Probe in N.Y. Oil Depot Blast Continues
NEW YORK (AP) _ A badly burned survivor of Friday’s deadly explosion and fire at an oil storage depot told police he heard a strange noise coming from the pumps just before the blast.
Frank Scandariato, an Exxon Mobil Corp. worker, was in a shack that contained equipment allowing him to shut down the operation when he stepped out to look for the source of the noise, a police official familiar with the investigation said Saturday.
``Next thing he knew, he was getting blown to wherever he got blown to,″ said the official, who spoke on condition of anonymity.
The Staten Island explosion and resulting fire, on a barge unloading gasoline at the Exxon Mobil depot, killed two people, shook surrounding areas and sent black smoke billowing over the city skyline.

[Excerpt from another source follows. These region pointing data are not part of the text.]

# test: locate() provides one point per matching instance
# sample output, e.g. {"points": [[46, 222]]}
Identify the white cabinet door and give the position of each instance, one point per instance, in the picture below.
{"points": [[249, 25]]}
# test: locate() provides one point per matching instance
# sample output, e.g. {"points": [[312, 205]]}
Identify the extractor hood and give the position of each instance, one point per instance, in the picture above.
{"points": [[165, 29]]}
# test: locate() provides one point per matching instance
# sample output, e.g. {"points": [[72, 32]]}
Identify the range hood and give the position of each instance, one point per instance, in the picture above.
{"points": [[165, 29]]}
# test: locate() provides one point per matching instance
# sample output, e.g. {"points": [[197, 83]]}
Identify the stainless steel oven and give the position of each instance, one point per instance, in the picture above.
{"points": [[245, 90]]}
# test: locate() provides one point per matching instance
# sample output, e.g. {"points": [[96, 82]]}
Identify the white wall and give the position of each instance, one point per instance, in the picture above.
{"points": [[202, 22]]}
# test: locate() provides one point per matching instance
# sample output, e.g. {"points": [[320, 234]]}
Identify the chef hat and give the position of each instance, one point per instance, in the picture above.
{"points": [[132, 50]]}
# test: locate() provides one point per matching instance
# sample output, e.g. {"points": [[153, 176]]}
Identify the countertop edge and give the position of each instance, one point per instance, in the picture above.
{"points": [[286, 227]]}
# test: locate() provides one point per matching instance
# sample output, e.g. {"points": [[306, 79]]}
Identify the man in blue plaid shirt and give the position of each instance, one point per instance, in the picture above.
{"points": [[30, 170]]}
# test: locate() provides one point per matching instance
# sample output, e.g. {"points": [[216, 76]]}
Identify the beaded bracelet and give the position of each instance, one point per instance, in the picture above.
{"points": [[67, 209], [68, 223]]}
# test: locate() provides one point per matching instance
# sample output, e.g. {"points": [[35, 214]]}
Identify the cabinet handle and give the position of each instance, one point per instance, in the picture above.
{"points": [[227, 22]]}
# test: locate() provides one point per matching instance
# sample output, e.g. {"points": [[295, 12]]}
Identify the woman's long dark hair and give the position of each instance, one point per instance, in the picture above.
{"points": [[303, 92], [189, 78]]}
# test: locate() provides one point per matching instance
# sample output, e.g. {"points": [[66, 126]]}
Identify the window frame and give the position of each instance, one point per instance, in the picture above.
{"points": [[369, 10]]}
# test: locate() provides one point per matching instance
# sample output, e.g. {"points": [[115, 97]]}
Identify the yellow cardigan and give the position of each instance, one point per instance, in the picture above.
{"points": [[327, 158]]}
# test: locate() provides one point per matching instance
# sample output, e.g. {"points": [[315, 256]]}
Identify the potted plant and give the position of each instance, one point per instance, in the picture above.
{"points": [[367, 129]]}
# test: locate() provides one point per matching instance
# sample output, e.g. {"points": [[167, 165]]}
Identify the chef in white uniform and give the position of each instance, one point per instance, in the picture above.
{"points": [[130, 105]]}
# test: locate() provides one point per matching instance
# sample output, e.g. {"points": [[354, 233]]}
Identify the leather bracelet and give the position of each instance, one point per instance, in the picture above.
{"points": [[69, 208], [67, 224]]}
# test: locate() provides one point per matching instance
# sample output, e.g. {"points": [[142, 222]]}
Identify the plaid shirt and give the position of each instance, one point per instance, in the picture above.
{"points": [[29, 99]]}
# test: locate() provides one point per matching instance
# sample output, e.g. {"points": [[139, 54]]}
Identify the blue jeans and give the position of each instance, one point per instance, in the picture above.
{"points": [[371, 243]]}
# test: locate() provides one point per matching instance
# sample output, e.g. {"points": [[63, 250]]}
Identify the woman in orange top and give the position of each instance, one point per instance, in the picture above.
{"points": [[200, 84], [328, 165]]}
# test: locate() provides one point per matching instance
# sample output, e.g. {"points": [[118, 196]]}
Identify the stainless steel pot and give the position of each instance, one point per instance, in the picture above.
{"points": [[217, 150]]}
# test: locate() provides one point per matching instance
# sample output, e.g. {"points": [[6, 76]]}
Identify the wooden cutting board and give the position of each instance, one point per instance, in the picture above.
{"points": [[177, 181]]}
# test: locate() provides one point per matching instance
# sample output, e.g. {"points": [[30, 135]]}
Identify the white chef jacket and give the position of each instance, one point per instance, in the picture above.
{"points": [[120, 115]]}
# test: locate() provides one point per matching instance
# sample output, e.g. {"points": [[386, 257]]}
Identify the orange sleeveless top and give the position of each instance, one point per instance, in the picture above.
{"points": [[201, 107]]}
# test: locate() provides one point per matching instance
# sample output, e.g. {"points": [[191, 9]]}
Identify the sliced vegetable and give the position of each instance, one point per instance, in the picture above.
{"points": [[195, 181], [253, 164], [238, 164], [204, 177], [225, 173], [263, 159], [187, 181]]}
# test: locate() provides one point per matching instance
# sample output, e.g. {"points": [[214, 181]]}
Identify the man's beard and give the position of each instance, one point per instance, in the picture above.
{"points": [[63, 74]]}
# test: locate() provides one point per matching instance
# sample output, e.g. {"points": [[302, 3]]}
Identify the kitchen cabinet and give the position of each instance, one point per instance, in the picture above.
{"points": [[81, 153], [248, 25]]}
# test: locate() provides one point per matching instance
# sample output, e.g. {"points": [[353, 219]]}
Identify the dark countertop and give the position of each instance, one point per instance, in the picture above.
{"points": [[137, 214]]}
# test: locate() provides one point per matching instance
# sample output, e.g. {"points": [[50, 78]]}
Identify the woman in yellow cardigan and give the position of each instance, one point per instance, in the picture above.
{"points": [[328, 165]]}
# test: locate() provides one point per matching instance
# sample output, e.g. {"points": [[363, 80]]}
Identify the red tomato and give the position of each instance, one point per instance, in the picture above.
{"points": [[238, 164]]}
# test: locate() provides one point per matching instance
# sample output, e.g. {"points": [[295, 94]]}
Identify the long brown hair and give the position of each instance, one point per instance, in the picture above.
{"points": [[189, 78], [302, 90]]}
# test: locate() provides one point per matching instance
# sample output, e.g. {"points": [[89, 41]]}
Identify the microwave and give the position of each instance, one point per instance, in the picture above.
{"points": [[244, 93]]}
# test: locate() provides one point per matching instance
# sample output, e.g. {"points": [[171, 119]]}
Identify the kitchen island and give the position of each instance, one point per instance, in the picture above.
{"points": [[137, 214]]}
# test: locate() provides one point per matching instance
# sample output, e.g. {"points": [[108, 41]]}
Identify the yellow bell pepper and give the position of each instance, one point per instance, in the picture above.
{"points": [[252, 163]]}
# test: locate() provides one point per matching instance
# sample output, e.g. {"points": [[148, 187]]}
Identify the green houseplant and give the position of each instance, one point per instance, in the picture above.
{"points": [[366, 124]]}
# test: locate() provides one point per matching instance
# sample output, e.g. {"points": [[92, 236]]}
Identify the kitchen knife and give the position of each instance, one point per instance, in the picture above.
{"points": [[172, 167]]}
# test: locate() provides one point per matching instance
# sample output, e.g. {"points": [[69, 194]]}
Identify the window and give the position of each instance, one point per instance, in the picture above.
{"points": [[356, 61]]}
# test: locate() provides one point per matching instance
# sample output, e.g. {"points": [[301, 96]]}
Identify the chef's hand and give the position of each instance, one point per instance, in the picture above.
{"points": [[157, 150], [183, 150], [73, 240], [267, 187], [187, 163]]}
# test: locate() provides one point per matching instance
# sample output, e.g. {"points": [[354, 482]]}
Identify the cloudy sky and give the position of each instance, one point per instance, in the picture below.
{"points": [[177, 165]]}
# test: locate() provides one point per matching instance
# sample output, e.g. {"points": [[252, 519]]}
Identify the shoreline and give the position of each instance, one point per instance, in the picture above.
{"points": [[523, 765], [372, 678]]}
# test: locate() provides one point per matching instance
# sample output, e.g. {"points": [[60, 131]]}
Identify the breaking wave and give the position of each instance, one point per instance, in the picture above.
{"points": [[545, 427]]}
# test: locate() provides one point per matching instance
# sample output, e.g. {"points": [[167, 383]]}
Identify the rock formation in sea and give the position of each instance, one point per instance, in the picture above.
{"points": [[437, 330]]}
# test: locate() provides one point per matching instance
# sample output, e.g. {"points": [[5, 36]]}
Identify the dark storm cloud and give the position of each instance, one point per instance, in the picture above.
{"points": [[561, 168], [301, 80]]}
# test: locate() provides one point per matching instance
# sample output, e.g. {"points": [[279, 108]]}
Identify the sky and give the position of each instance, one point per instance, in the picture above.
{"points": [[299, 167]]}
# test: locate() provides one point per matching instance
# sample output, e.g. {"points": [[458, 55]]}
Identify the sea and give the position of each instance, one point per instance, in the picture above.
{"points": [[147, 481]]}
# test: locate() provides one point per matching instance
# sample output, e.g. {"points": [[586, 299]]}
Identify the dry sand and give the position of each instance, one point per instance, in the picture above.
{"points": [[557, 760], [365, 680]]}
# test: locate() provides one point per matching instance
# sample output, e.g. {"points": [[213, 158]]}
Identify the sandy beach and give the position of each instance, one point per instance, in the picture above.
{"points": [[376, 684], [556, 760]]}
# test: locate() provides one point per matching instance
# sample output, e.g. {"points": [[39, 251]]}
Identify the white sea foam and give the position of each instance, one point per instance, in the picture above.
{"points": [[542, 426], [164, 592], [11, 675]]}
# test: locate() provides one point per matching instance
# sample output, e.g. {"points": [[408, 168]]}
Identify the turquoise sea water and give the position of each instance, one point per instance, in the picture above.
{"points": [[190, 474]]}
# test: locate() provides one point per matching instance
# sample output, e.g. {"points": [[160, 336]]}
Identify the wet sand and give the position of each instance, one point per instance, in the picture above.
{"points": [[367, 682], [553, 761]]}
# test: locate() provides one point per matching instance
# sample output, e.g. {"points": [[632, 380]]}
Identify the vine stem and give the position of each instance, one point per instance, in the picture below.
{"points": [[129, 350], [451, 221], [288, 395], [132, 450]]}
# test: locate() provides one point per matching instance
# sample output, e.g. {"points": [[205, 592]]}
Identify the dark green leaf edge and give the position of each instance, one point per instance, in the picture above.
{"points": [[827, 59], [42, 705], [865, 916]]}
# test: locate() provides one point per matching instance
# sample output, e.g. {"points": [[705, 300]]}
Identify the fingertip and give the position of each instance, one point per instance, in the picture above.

The blast also raised terrorism fears, but officials said there was no evidence suggesting it was anything but an accident.
Police said they were looking into a pump malfunction as a possible cause. The official said a mechanic was called aboard the barge after it arrived Thursday night, and that investigators believe he was called to work on the pump system.
Coast Guard Petty Officer Matthew Belson declined to comment on whether the investigation was focusing on a possible pump malfunction.
Killed were the barge captain, John Kyne, 52, of Huntsville, Ala., and mate Ford Ebanks, 24, of Miami, according to a spokeswoman for Hicksville-based Bouchard Transportation Co., which owned the barge.
Scandariato, 48, of Middletown, N.J., was in critical but stable condition Saturday with burns over 15 percent of his body, according to hospital officials.
A small fire continued to burn Saturday at the edge of the pier next to the barge, but officials said they believed environmental damage from the accident would be minimal.
``There is no fuel in the water. It burned off,″ Coast Guard Petty Officer Jaime Bigelow said. He also said the air was safe, but added that officials still were assessing shoreline damage.
Exxon Mobil was working on a salvage plan to remove the remains of the exploded barge, Belson said.
Exxon Mobil did not immediately respond to a request for comment.